Chimeric antigen receptor (CAR)-modified natural killer (NK) cells show antileukemic activity against acute myeloid leukemia (AML) in vivo. However, NK cell-mediated tumor killing is often impaired by the interaction between human leukocyte antigen (HLA)-E and the inhibitory receptor, NKG2A. Here, we describe a strategy that overcomes CAR-NK cell inhibition mediated by the HLA-E-NKG2A immune checkpoint. We generate CD33-specific, AML-targeted CAR-NK cells (CAR33) combined with CRISPR/Cas9-based gene disruption of the NKG2A-encoding KLRC1 gene. Using single-cell multi-omics analyses, we identified transcriptional features of activation and maturation in CAR33-KLRC1ko-NK cells, which are preserved following exposure to AML cells.
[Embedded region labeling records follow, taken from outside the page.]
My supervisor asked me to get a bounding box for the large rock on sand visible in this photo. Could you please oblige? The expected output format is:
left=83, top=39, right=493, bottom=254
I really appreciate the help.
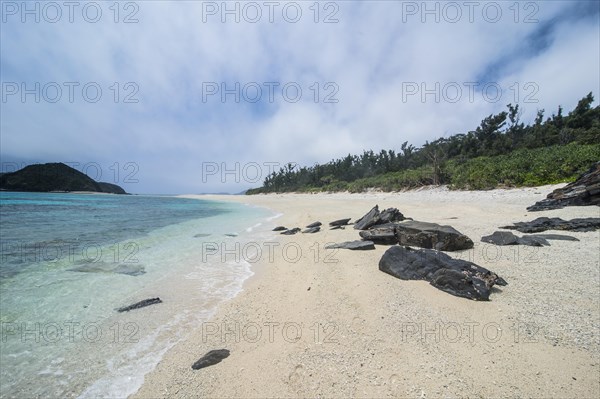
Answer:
left=358, top=221, right=473, bottom=251
left=325, top=240, right=375, bottom=251
left=527, top=162, right=600, bottom=211
left=396, top=221, right=473, bottom=251
left=354, top=205, right=406, bottom=230
left=500, top=217, right=600, bottom=233
left=379, top=246, right=507, bottom=301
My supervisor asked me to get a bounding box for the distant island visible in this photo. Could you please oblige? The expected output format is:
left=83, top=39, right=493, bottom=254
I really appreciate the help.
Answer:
left=0, top=163, right=127, bottom=194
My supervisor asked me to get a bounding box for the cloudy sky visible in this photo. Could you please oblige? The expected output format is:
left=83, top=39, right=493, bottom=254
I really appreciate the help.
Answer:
left=0, top=0, right=600, bottom=193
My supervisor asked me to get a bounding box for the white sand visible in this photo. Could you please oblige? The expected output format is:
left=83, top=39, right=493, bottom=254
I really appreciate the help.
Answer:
left=135, top=186, right=600, bottom=398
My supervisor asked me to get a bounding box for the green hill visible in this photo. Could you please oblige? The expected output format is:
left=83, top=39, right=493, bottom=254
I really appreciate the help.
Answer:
left=0, top=163, right=126, bottom=194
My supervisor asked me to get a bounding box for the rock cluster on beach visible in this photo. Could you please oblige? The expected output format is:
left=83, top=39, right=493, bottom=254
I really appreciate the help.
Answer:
left=274, top=200, right=600, bottom=300
left=359, top=221, right=473, bottom=251
left=527, top=162, right=600, bottom=212
left=500, top=217, right=600, bottom=233
left=379, top=246, right=506, bottom=301
left=354, top=205, right=405, bottom=230
left=481, top=231, right=579, bottom=247
left=273, top=205, right=506, bottom=300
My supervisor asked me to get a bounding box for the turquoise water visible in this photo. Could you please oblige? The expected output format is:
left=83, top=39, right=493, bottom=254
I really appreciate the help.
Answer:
left=0, top=192, right=275, bottom=397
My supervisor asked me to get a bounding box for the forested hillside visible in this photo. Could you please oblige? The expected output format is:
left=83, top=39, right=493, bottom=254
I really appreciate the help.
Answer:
left=248, top=93, right=600, bottom=194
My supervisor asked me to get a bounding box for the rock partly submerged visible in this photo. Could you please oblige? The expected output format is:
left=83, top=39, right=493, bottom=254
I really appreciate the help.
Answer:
left=117, top=297, right=162, bottom=313
left=302, top=226, right=321, bottom=234
left=379, top=246, right=507, bottom=301
left=527, top=162, right=600, bottom=212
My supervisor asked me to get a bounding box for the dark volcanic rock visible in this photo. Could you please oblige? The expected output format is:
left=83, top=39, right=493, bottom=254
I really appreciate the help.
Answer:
left=117, top=298, right=162, bottom=312
left=527, top=162, right=600, bottom=212
left=395, top=221, right=473, bottom=251
left=500, top=217, right=600, bottom=233
left=358, top=227, right=398, bottom=245
left=354, top=205, right=405, bottom=230
left=379, top=246, right=507, bottom=301
left=98, top=182, right=127, bottom=194
left=192, top=349, right=229, bottom=370
left=481, top=231, right=519, bottom=245
left=302, top=226, right=321, bottom=234
left=526, top=234, right=579, bottom=241
left=306, top=222, right=323, bottom=229
left=281, top=227, right=300, bottom=236
left=329, top=218, right=351, bottom=226
left=481, top=231, right=550, bottom=247
left=325, top=240, right=375, bottom=251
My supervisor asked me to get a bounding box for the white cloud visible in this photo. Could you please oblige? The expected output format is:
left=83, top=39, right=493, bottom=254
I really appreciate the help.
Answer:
left=0, top=1, right=600, bottom=192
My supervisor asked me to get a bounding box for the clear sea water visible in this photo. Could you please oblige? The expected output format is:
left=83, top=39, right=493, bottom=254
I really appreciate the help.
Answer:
left=0, top=192, right=276, bottom=398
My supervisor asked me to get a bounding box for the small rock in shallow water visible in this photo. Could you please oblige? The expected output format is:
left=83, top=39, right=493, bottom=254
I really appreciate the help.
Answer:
left=302, top=226, right=321, bottom=234
left=117, top=297, right=162, bottom=313
left=192, top=349, right=229, bottom=370
left=281, top=227, right=300, bottom=236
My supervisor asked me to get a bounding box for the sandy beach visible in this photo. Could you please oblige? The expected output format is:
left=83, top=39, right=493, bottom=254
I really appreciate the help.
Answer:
left=134, top=185, right=600, bottom=398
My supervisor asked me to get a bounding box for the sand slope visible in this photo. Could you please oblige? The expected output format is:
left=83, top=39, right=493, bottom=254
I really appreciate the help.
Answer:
left=135, top=186, right=600, bottom=398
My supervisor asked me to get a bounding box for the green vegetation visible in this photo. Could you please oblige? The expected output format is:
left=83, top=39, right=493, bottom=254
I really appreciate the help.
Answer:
left=0, top=163, right=126, bottom=194
left=247, top=93, right=600, bottom=194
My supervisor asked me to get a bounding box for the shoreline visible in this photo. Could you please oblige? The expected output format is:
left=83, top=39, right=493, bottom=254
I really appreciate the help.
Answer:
left=132, top=185, right=600, bottom=398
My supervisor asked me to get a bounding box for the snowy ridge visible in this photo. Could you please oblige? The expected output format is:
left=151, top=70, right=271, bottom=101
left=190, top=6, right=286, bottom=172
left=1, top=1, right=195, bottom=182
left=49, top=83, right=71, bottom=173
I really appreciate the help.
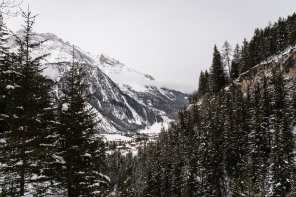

Moreover, CAR33-KLRC1ko-NK cells demonstrate potent antileukemic killing activity against AML cell lines and primary blasts in vitro and in vivo. We thus conclude that NKG2A-deficient CAR-NK cells have the potential to bypass immune suppression in AML. NK cell-based therapy can kill acute myeloid leukemia (AML), but immune suppression may occur. Here the authors overcome the immunosuppression of AML-targeted CAR33-NK cells via non-viral CRISPR-editing of the immune checkpoint NKG2A, leading to an enhanced potency of the CAR-NK cell product with sustained anti-tumor efficacy.